That said, having worked somewhat in factory / automation, it's very very helpful to network as much as you can, but do not connect it to the Internet. At least be very sure of firewall, and no user computers / workstations / WiFi on the production machine subnet.
(Score: 3, Insightful) by aafcac on Saturday April 08, @12:14PM (5 children)
Yes, and in many cases we don't even get a choice. It has the feature whether or not you want it and there is no local only option because the company doesn't want to give up the profit from the data that's being collected. So the choice winds up being the iot item or nothing at all.
(Score: 2) by RS3 on Sunday April 09, @12:04AM (4 children)
I just helped install a pair of very large Sony TVs. They tried and tried to get us to connect to the 'net, buy Netflix and a bunch of other things. You persist and persist and you eventually get a normal non-Internet-connected TV that works. It was slightly more annoying than installing Windows.
(Score: 2) by hendrikboom on Sunday April 09, @01:25PM (3 children)
The TV that you got that did not connect to the internet -- was it a model of television that had no mechanism to make a connection? Or was it a television that had to be configured to not connect?
If the latter, I'd always worry if it was configured right.
-- hendrik
(Score: 2) by RS3 on Monday April 10, @01:35AM (2 children)
They had mechanism to connect to the 'net. We only ran power and HDMI. In the setup process they asked for WiFi password, but we just hit "skip". One or two menu steps asked if we wanted to enter our Amazon Prime or Netflix or ... but you could keep hitting "skip".
After all that, they performed flawlessly.
Of course it remains to be seen in the long run, but I'm pretty confident they'll be perfectly stable.
(Score: 2) by hendrikboom on Monday April 10, @08:27PM (1 child)
I wonder if they'd connect to wifi anyway if the wifi happened not to have a password.

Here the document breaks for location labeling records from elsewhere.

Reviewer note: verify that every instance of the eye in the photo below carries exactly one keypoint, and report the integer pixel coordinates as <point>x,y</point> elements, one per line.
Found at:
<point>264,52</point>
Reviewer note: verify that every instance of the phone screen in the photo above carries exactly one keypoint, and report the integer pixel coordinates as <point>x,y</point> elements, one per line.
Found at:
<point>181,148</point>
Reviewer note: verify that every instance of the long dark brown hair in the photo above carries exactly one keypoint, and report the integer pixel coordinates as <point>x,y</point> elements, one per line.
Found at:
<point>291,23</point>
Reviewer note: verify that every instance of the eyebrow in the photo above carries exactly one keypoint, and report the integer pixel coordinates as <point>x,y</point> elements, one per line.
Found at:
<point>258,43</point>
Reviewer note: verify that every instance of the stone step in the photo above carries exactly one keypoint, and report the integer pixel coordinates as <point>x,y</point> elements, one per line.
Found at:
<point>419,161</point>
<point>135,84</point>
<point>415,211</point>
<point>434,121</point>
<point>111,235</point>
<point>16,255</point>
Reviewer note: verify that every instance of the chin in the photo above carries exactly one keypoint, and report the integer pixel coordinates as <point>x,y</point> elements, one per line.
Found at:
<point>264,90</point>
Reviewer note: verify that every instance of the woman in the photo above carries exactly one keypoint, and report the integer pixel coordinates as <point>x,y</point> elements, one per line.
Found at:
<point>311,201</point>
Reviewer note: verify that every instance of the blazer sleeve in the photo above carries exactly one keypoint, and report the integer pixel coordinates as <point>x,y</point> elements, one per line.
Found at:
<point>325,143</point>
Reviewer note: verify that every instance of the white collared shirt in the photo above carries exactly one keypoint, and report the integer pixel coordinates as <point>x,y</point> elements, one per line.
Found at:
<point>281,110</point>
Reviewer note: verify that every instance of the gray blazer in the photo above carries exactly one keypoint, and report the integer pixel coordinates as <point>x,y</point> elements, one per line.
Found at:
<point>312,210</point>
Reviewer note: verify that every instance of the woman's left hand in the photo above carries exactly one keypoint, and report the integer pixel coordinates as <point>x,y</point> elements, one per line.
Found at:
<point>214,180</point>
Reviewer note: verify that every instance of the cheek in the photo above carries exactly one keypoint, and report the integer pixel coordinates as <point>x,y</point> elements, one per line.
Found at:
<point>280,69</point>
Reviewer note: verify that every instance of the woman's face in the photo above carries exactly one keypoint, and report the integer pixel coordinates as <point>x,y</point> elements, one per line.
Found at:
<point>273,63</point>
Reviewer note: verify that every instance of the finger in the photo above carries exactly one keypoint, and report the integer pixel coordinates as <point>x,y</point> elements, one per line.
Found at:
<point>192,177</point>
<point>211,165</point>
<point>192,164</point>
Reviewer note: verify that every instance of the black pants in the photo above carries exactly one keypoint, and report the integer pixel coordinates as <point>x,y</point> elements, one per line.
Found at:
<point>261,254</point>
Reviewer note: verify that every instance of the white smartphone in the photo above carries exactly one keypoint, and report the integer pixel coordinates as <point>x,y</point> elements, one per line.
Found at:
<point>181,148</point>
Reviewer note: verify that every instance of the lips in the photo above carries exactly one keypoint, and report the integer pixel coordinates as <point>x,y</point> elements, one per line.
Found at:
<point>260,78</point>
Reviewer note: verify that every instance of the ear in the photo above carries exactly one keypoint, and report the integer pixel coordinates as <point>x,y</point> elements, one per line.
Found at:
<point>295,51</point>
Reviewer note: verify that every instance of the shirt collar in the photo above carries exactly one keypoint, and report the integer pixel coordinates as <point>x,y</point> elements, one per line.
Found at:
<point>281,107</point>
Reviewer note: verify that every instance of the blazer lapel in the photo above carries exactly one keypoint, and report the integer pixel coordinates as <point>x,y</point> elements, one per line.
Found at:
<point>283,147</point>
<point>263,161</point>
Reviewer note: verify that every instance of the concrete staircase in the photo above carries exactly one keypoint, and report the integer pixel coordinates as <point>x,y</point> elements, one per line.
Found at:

(Score: 2) by RS3 on Tuesday April 11, @12:34AM
Fortunately most Wifi spots have passwords now. It would be pretty easy to test with a wireshark or similar packet sniffer. The aforementioned TVs are not mine, but I just got a couple of other "smart" TVs for repair and I might try testing what you asked about. It will be several weeks before I'll be able to work on them though.
TBH I was skeptical that the new Sonys would let you run them without Internet access, but I'm very happy that they do work perfectly.